Des qualités qui ont fait naître des préjugés sexistes

Repérant le filon, la célèbre revue National Geographic exploita au maximum cette imagerie féminine. Dès le numéro d’août 1963, note Chris Herzfeld, le magazine mit en scène un bébé singe tendant la main à Jane Goodall. Une jolie femme blonde, Jane, « sorte de Grâce Kelly de la primatologie » propre à alimenter « les fantasmes occidentaux », commente la scientifique.
De leur côté, les hommes n’ont pas hésité pas à nourrir leurs observations sur le terrain de préjugés sexistes. Jusqu’à l’exemple, caricatural et pourtant repris par de nombreux spécialistes, de l’utilisation fréquente des morceaux de bois chez les grands singes: si c’est un mâle, il les manipule forcément pour en faire une arme. Si c’est une femelle, elle s’en sert, évidemment, « pour jouer à la poupée ». Aux premiers, la domination, la capacité à créer des outils et la fonction de protection du groupe ; aux secondes, l’éducation des petits, la sociabilité et la soumission.

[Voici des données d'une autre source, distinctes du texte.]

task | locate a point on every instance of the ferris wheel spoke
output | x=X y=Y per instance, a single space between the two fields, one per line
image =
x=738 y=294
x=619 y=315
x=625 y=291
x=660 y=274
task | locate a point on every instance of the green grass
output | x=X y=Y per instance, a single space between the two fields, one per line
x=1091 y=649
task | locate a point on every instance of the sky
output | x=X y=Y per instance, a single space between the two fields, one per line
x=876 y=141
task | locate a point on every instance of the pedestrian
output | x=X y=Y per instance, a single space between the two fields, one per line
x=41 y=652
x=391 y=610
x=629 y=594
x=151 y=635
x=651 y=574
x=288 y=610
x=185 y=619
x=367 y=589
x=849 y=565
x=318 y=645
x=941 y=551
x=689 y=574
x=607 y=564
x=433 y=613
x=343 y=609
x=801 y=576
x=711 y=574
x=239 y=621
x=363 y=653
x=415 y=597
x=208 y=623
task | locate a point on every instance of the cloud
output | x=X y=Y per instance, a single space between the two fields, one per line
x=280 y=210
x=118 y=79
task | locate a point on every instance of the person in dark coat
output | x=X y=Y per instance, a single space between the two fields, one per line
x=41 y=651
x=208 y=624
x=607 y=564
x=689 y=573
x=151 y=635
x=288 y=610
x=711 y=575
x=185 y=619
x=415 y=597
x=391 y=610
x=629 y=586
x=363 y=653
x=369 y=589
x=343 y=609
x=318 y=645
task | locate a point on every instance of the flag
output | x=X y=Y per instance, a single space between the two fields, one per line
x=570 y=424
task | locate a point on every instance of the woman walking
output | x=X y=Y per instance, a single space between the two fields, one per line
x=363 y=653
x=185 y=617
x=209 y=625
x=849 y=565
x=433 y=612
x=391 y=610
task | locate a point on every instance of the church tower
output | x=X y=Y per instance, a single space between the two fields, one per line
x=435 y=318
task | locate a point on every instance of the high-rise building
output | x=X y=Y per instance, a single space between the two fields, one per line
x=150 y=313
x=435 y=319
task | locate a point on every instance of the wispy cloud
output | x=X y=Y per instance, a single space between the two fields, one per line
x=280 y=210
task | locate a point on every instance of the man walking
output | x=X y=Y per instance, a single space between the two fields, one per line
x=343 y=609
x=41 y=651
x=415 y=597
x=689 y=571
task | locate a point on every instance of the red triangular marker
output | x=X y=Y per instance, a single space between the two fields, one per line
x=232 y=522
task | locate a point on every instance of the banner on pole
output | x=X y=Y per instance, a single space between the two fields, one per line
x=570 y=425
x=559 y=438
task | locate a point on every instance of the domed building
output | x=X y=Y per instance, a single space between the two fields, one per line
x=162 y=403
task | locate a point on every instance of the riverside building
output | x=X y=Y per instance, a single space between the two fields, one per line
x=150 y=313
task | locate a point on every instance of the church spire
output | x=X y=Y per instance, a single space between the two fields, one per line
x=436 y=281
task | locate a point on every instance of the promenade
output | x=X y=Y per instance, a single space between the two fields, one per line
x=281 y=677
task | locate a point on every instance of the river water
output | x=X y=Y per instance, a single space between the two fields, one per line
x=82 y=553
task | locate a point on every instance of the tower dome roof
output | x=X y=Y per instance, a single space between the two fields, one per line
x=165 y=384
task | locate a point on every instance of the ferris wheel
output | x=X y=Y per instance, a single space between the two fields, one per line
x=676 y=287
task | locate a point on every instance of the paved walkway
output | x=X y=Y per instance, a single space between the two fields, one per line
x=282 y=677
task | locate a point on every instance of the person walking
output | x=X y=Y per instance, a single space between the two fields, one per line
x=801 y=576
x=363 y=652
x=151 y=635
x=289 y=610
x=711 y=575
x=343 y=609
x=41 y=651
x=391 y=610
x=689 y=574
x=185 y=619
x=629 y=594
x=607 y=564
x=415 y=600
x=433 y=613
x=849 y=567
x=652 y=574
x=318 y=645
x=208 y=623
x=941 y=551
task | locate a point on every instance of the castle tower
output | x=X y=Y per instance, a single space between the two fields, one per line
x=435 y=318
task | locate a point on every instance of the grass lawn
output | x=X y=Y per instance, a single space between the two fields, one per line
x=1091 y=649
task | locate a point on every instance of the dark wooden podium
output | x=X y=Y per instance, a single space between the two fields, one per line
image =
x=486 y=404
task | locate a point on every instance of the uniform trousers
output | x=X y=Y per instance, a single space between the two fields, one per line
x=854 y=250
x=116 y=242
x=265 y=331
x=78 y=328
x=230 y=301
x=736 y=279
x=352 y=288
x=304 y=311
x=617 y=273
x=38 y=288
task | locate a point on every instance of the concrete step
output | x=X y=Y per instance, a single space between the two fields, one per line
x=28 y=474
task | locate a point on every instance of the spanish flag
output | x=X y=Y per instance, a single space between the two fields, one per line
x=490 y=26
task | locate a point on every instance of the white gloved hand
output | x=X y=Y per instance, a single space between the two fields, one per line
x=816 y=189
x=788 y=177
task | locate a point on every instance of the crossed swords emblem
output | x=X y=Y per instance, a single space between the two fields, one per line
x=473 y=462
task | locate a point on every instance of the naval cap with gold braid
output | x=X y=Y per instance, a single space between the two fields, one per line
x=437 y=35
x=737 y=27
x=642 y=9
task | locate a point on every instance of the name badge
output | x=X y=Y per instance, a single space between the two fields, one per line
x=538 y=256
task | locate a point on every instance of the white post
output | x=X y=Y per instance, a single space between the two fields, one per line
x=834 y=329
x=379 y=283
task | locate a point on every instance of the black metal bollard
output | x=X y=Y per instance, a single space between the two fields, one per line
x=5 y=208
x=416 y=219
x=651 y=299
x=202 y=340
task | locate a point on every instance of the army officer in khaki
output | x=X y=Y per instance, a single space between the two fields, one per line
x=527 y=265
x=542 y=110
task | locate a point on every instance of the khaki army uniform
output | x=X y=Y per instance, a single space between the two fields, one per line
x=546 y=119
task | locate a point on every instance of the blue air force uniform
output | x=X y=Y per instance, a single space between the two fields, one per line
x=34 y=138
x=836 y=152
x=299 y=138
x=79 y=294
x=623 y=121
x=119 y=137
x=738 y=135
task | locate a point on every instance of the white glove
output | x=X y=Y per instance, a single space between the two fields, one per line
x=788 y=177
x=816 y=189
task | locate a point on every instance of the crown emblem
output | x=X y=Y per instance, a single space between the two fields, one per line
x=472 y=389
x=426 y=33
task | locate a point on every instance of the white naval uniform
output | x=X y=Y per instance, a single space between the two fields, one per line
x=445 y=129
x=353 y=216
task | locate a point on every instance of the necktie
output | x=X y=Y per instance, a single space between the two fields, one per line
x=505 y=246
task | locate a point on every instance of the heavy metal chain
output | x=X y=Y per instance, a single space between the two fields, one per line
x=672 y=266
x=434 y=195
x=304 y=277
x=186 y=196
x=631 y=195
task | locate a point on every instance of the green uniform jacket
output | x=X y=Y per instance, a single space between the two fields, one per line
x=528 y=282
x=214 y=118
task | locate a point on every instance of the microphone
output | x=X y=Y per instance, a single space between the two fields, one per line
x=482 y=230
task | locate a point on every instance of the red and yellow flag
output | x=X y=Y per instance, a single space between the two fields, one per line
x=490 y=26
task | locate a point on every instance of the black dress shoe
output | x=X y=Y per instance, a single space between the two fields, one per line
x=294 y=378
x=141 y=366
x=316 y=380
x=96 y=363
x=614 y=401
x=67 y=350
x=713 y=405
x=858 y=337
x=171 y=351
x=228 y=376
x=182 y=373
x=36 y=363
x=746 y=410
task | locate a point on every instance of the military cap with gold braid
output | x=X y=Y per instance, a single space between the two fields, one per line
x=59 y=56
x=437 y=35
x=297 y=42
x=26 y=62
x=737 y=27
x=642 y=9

Tant pis si, dans la réalité, les choses se révèlent plus subtiles. Chez les bonobos, par exemple, l’agressivité n’est pas, loin s’en faut, le seul fait des mâles. De même, chez les babouins, la hiérarchie fine à l’intérieur de la tribu est dans les faits assurée par les femelles. Ces observations-là, vérifiées à de nombreuses reprises par des primatologues femmes, n’ont pas été mises en avant dans les revues scientifiques, quasiment toutes dirigées par un (et non pas une) responsable. En matière de sciences, la femme n’est toujours pas un homme comme les autres.